Das Trauma der Kreuzzüge

Mitte des 19. Jahrhunderts machte sich in Syrien ein Mann an die Aufgabe, ein Buch des Franzosen Joseph-François Michaud ins Arabische zu übersetzen. Das Buch handelt von den Kreuzzügen und zwar auf eine sehr apologetische Weise. Der Übersetzer aber hatte ein Problem: Im 19. Jahrhundert gab es noch kein arabisches Wort für „Kreuzzüge“ und so musste er eines erfinden. Also prägte er den Begriff „ḥarb aṣ-ṣalīb“, wörtlich „Kreuzeskrieg“.

Der Name des Übersetzers ist bekannt. Es handelt sich um Maximos Maẓlūm III., seines Zeichens Patriarch der Melkitischen Kirche, einer der katholischen Kirchen des Ostens. Maximos hatte eine Agenda: Er wollte den Kreuzzugsgedanken wiederbeleben, wobei seine Sorge weniger den Muslimen galt, als vielmehr den Protestanten, die im Nahen Osten auf Mission gingen.

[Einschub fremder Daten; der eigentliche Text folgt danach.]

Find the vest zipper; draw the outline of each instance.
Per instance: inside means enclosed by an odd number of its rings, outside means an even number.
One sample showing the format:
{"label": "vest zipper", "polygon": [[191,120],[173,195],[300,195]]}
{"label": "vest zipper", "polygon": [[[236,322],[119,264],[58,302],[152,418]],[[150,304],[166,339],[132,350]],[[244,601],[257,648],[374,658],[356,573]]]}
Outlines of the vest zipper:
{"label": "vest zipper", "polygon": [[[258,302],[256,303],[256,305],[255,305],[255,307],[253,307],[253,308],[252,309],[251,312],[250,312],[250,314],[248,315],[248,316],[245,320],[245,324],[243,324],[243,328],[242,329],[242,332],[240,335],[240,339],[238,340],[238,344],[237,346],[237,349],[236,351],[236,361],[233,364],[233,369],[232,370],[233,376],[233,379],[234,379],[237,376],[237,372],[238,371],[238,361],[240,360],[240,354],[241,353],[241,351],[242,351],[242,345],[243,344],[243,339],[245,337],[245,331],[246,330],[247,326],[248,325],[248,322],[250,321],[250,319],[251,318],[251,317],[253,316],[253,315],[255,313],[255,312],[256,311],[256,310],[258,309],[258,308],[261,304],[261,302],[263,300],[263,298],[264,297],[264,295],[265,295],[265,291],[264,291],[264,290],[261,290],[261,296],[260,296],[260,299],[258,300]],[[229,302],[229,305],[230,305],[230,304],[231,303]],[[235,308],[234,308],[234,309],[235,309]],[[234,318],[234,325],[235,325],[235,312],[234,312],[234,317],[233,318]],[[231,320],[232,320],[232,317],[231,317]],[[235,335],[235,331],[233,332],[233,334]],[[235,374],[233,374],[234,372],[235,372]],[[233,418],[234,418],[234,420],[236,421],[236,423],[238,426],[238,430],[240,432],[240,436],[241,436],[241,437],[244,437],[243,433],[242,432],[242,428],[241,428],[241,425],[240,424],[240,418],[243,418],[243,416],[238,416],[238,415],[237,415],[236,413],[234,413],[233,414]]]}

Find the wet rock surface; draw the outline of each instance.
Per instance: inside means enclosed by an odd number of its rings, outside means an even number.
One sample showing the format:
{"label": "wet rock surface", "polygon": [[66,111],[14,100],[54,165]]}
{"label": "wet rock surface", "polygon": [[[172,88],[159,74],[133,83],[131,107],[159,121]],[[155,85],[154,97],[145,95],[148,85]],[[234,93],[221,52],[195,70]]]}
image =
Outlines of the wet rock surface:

Bis dahin waren die Kreuzzüge für die arabischen Muslime über Jahrhunderte kein bedeutendes Thema gewesen. Historiographen, die von den Ereignissen berichteten, bezeichneten die Kreuzritter einfach als „ifranǧ“, d.h. Franken. Die Kreuzzüge waren kaum bedrohlicher als die Grenzkriege mit Byzanz und standen im kollektiven Gedächtnis immer ganz im Schatten der fatimidischen Eroberungen im 10. Jahrhundert, des Mongolensturms im 13. Jahrhundert und anderer Katastrophen im 14. Jahrhundert.

Einmal jedoch für ein arabisches Publikum übersetzt, bot Michauds Werk das massgebliche Deutungsmuster für westliche Politik im Nahen Osten und Bestätigung für eine kollektive Selbstviktimisierung der Islamischen Welt. Das im Nahen Osten gepflegte Narrativ von einer kollektiven Traumatisierung der arabisch-islamischen Welt durch die Kreuzzüge ist ein Mythos des 19. Jahrhunderts und ironischerweise selbst ein europäisches Produkt, wie der Historiker Jonathan Riley-Smith konstatiert.

Nun lässt sich dieser Mythos kaum noch aus der Welt schaffen. Die ISIS-Propagandazeitschrift Dābiq widmet in ihrer Ausgabe Nr. 4 dem „gescheiterten Kreuzzug‟ (in Syrien) die Titelgeschichte, im Schnitt kommt auf jeder dritten Seite ein- oder mehrmals das Wort „Kreuzzug/ Kreuzzüge‟ vor. Auch der Begriff „Kreuzritter“ wird völlig inflationär gebraucht, sogar von „Kreuzritter-Medien“ ist die Rede. In der Ausgabe Nr. 7 werden selbst die ägyptischen Kopten als „Kreuzritter-Kopten“ bezeichnet.

Das hätte keinen Erfolg, wenn in den islamischen Gesellschaften selbst nicht der Kreuzzugsmythos am Leben gehalten und die dauernde kollektive Opferrolle gepflegt würde. Diesen Zusammenhang zu begreifen ist wichtig. Für andere liegt das Problem woanders, nämlich bei den westlichen Gesellschaften, die „Kopftuchdebatten und Minarettdiskussionen über die Köpfe der Muslime hinweg“ führen und kulturelle Differenz nur schwer ertragen können.

Und dann muss die Gesellschaft ran, muss sich kümmern. Radikalisierungsprävention nennt sich das. Im Klartext: Muslimische Jugendliche sollen in ihrer Opferrolle bestärkt werden, um sie anschliessend sozialpädagogisch einzulullen. Das ist so, als würde man einem Vergewaltiger weismachen wollen, alle Frauen seien zwar Schlampen, aber dass er seinen Frust doch auch prima in einer Spielhölle abreagieren könne.

Besser ist: Die Opferpose gar nicht erst zu dulden. Sich radikalisierenden Jugendlichen klarmachen, dass radikale islamische Gruppierungen ein Reich des Bösen schaffen wollen, in dem der Tod wichtiger als das Leben, die Gemeinschaft alles ist und der einzelne nichts. Wer auszieht, um für den „Islamischen Staat“ zu kämpfen, muss wissen, dass er sein Leben einer bedingungslosen Machtmaschine ausliefert. Und dass das Narrativ vom muslimischen Trauma der Kreuzzüge eine Fiktion ist.